İnşaatta, 150 metre uzunlukta, bin ton ağırlıkta tünel açma makinesi kullanıldı. Günde 22-70 metre tünel açıldı. Hafriyatı dışarı çıkartmak için 4 km taşıma kayışı döşendi. 2018’e kadar toplam 6 milyon ton hafriyat çıkmış olacak. Halen Londra’da 40 değişik adreste bu inşaatla ilgili faaliyet var.

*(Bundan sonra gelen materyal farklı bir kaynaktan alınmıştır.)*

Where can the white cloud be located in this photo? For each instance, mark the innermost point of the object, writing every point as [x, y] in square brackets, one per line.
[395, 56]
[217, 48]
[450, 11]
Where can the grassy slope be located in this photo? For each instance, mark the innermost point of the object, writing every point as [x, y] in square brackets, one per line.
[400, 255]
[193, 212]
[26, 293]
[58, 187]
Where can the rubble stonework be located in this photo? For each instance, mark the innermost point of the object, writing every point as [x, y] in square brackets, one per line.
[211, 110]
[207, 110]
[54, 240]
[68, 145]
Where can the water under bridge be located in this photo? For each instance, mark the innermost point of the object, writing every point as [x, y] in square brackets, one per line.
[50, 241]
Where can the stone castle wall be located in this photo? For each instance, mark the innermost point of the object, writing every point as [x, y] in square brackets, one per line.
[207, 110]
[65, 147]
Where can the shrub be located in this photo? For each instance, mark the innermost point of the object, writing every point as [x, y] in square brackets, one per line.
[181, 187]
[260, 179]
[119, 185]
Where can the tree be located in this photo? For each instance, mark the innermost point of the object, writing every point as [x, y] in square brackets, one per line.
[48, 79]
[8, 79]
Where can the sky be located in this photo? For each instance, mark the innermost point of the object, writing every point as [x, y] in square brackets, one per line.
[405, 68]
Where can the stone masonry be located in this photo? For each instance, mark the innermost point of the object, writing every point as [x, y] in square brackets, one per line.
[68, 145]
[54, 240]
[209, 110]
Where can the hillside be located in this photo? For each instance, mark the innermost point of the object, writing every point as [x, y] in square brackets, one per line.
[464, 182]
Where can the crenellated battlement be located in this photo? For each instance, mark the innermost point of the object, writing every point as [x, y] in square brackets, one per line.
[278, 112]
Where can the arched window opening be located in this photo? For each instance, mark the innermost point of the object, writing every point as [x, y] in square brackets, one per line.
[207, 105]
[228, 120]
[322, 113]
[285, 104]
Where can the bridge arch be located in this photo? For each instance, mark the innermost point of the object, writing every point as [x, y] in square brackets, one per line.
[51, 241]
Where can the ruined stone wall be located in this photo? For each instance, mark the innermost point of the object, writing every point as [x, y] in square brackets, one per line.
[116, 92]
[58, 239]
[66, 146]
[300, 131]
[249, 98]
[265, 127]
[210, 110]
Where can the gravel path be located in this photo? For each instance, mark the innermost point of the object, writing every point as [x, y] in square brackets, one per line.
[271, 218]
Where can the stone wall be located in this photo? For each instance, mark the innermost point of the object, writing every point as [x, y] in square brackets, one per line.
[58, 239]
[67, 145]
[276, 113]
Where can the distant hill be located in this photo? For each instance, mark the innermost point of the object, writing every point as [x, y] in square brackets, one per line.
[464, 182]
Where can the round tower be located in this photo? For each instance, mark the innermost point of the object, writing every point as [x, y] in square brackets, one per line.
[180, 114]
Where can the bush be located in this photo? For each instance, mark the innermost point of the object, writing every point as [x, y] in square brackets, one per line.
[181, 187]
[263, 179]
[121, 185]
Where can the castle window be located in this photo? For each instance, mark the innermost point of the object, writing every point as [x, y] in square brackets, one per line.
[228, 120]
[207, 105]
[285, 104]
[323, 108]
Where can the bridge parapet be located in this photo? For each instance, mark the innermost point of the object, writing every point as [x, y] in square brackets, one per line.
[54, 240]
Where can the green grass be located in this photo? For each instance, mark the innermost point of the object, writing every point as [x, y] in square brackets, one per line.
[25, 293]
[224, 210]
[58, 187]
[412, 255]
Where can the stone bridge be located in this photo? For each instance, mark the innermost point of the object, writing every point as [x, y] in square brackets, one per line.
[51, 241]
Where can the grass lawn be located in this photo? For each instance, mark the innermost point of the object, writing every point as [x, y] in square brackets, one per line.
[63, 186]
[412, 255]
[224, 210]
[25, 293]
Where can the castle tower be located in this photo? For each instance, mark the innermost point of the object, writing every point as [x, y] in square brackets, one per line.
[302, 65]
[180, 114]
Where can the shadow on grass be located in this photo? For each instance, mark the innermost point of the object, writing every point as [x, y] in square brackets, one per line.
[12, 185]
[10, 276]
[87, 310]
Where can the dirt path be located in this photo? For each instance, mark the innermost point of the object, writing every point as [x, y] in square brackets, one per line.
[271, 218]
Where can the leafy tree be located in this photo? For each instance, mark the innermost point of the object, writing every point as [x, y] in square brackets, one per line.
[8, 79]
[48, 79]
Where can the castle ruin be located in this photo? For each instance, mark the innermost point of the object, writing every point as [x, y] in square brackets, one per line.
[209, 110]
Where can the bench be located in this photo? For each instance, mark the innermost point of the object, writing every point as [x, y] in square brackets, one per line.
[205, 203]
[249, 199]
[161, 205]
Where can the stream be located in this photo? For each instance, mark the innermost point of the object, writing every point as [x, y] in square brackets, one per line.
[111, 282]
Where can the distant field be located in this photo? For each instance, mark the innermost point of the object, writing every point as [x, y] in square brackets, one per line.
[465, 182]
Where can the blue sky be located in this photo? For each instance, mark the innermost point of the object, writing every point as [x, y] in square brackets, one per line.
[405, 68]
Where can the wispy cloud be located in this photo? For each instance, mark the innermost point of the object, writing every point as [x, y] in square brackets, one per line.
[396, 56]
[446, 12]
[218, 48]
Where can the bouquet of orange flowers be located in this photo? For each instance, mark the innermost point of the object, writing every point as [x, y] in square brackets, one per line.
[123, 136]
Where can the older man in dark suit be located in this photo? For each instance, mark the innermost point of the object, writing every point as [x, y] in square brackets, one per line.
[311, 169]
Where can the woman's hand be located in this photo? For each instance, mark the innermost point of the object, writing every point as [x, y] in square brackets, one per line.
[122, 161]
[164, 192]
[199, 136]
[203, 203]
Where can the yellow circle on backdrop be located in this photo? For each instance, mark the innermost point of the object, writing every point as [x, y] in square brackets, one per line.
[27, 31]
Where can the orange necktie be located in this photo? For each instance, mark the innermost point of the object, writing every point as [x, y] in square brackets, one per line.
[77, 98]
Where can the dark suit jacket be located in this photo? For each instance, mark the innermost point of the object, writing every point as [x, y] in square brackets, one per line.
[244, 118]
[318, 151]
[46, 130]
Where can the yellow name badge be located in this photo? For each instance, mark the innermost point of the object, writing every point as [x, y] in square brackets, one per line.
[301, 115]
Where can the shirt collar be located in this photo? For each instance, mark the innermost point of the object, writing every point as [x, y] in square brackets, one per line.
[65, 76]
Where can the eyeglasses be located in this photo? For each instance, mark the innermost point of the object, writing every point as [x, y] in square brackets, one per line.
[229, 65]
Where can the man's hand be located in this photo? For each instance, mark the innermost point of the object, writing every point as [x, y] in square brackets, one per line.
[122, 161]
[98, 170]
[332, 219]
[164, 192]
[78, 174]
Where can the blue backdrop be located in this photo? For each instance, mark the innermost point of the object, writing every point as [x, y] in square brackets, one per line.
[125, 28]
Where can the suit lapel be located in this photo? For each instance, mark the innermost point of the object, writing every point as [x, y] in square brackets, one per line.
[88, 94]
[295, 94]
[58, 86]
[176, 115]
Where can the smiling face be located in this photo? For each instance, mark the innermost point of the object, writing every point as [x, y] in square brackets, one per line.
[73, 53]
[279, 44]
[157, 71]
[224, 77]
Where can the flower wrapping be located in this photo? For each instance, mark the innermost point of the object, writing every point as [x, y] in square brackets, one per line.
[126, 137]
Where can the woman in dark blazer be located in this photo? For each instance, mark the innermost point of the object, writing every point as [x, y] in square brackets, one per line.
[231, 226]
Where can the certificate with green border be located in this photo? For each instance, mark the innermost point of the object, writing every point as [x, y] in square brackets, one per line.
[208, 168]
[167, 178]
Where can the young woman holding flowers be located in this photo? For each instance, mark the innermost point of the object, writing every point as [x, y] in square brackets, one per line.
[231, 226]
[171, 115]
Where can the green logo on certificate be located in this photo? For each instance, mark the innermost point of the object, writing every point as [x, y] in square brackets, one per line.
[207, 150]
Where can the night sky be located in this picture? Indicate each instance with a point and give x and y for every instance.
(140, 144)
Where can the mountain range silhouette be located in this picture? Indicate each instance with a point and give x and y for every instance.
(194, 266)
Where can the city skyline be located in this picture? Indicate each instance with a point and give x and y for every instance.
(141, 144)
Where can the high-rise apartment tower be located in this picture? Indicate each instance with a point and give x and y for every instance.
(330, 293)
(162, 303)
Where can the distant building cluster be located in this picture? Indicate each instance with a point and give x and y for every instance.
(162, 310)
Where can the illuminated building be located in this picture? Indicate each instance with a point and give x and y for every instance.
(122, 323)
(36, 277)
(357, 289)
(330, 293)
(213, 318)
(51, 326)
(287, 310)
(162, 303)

İki ayrı metro hattının birbirini dikey kestiği bir istasyondan, yeni hattın da geçmesi gerekiyordu. Burada tam bir mikro cerrahi yapıldı: Tünel kazma makinesi, üstte 35 cm, altta 85 cm aralıkla (bir yürüyen merdiven sistemi ile bir metro hattının damı arasından) geçirildi. Bu işlem sırasında o istasyonda trenler normal seferlerine devam etti. Onbinlerce yolcu, tepelerindeki kılcal ameliyattan habersiz, trenlere indi-bindi. Metro görevlileri, istasyonun fayans süslemeleri düşmesin, bir yerden su sızmasın, panik olmasın diye dört göz, elde telsiz dikkat kesildiler. Bir şey olmadı. Kimse fark etmedi.

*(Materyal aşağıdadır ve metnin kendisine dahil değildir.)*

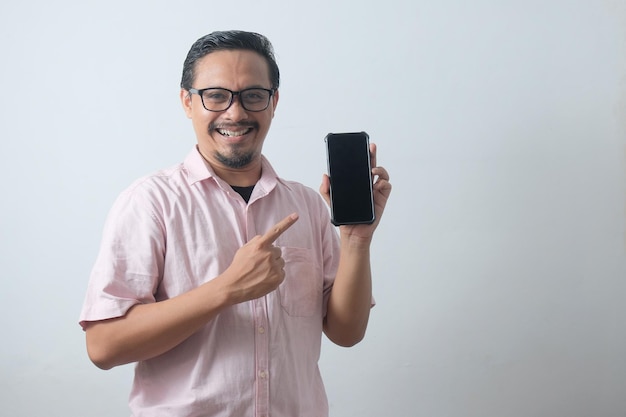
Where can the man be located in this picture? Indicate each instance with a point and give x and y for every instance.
(217, 276)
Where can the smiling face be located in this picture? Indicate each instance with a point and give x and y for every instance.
(231, 140)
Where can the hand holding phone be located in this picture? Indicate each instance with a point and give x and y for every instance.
(350, 173)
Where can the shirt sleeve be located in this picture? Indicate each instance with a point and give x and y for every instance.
(130, 261)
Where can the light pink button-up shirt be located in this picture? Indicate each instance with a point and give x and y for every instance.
(171, 232)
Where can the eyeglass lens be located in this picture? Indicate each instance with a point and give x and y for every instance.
(252, 99)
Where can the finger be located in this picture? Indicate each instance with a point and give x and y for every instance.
(325, 188)
(279, 228)
(276, 252)
(372, 154)
(381, 173)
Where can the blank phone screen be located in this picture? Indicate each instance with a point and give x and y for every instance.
(350, 178)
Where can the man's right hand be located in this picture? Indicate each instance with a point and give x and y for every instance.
(257, 268)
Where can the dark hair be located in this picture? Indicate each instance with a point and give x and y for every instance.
(229, 40)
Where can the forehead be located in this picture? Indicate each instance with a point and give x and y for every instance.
(233, 69)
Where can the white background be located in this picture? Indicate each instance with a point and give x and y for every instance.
(500, 264)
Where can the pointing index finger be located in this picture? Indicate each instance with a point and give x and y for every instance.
(278, 229)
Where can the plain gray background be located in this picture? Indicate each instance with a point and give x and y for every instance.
(500, 264)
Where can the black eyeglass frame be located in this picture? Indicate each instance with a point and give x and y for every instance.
(233, 94)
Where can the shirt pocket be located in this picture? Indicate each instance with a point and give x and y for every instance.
(301, 291)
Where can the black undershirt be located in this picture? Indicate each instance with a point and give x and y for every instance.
(244, 192)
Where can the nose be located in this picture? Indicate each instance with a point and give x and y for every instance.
(236, 111)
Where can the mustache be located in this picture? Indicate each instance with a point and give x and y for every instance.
(233, 126)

İnşaatta bir şıklık ise, toprak zeminde çöküntü olmaması için alınan önlemlerdi. Kritik noktalarda 40 metre derinlikte 22 geniş kuyu açıldı. Kuyulara, ileriye doğru örümcek ağı gibi ince borular döşendi. İnşaatın üzerindeki pek çok binaya lazer ölçüm cihazları takıldı. Bunlar, her dakika binaların statiğini ölçtü. Ufak bir oynama olduysa, kuyudaki borulardan, o yönde, sulu harç püskürtüldü. Toprağın çökmesi durduruldu.
Ayrıca, bazı tarihi binalardaki merdivenlerin altına çelik yastıklar takıldı ki bir çökme olursa, merdiven bu yastığa otursun, yıkılmasın.